CS522 HW3

Homework 3
CS522, Fall 2007

Due: Wednesday, November 14

Please upload your files to CSNS. The files should include all the source code, documentation (optional), and a text file hw3.txt, which contains detailed instructions on how to compile and run your program on the CS3 server. Note that file uploading will be disabled automatically after 11:59PM of the due date, so please turn in your work on time.

[Readings]

Read Chapter 2.6.1, 5.4, 8.3.1, 8.3.2 (up to GSP), 6.1-6.3 of the textbook.

[Decision Tree Induction] (90pt)

For this assignment, you are going to implement a decision tree classifier as described in Chapter 6.3 of the textbook. You may use any programming language of your choice, as long as your program can be compiled and run on CS3.

Use the Forest CoverType dataset to test your classifier as follows (I'm going to use Java for examples, but as stated earlier, you may use other programming languages):

java DecisionTreeClassifier <TrainingSet> <TestSet> <ResultSet>

TrainingSet is the name of a text file that contains the records for training the classifier. In the case of the Forest CoverType dataset, the training set should include half of the records in the dataset. Note that each record occupies one line in the data file, the attributes of each record are separated by comma, and the last attribute is the class label.
TestSet contains the other half of the records in the Forest CoverType dataset, and the file is of the same format as the training set. Note that the class labels of the records are included in the test set so you can calculate the success rate of your classifier, but you may not use these class labels for any other purpose.
ResultSet should be the same as the test set except that the class labels are replaced by the ones predicted by your classifier.

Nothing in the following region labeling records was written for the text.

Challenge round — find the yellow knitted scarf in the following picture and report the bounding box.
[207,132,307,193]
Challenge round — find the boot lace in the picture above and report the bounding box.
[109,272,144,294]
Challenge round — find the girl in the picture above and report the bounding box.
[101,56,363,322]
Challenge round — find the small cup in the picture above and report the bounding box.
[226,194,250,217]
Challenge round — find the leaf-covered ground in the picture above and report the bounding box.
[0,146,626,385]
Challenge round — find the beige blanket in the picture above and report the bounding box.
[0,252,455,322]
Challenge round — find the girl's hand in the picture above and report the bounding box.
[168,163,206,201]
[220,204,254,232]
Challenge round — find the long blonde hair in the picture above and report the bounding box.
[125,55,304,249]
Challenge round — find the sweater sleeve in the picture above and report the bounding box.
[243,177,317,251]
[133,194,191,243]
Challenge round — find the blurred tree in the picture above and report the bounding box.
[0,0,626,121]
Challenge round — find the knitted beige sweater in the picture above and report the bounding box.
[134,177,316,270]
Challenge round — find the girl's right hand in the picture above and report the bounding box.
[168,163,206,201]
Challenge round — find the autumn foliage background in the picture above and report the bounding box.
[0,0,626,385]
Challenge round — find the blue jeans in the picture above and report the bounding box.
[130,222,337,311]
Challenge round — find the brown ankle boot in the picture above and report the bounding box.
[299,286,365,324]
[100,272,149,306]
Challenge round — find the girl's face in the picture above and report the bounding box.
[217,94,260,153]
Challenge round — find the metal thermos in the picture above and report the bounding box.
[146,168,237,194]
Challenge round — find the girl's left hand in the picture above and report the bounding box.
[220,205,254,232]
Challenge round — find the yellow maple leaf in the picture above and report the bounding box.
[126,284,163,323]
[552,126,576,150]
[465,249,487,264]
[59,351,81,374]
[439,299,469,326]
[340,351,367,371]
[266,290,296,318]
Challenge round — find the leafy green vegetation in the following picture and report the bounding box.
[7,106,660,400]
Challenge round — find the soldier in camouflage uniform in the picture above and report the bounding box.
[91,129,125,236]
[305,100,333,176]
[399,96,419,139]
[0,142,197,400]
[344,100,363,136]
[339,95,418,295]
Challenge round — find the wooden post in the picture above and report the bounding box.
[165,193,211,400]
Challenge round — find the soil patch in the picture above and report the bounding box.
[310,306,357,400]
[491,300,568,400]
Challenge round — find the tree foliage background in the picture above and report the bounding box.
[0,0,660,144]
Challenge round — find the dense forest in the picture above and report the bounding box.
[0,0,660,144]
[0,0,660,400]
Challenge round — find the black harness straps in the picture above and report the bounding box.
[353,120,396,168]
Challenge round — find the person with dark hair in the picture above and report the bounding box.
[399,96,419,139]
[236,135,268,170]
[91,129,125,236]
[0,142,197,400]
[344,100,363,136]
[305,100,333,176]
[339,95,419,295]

Your classifier should also output to the console the percentage of the correctly classified records, e.g. 50%. Please do not output any debugging information in the submitted version.

Note that

Use of existing classification code found online or from other sources will be considered cheating.
The top five most accurate classifiers will receive up to 20% extra credit, and the five most inaccurate classifiers will receive up to 20% penalty.

[Extra Credit] (5pt)

Given n distinct items, how many sequences with n events are there? Please give your answer and explain your reasoning in hw3.txt.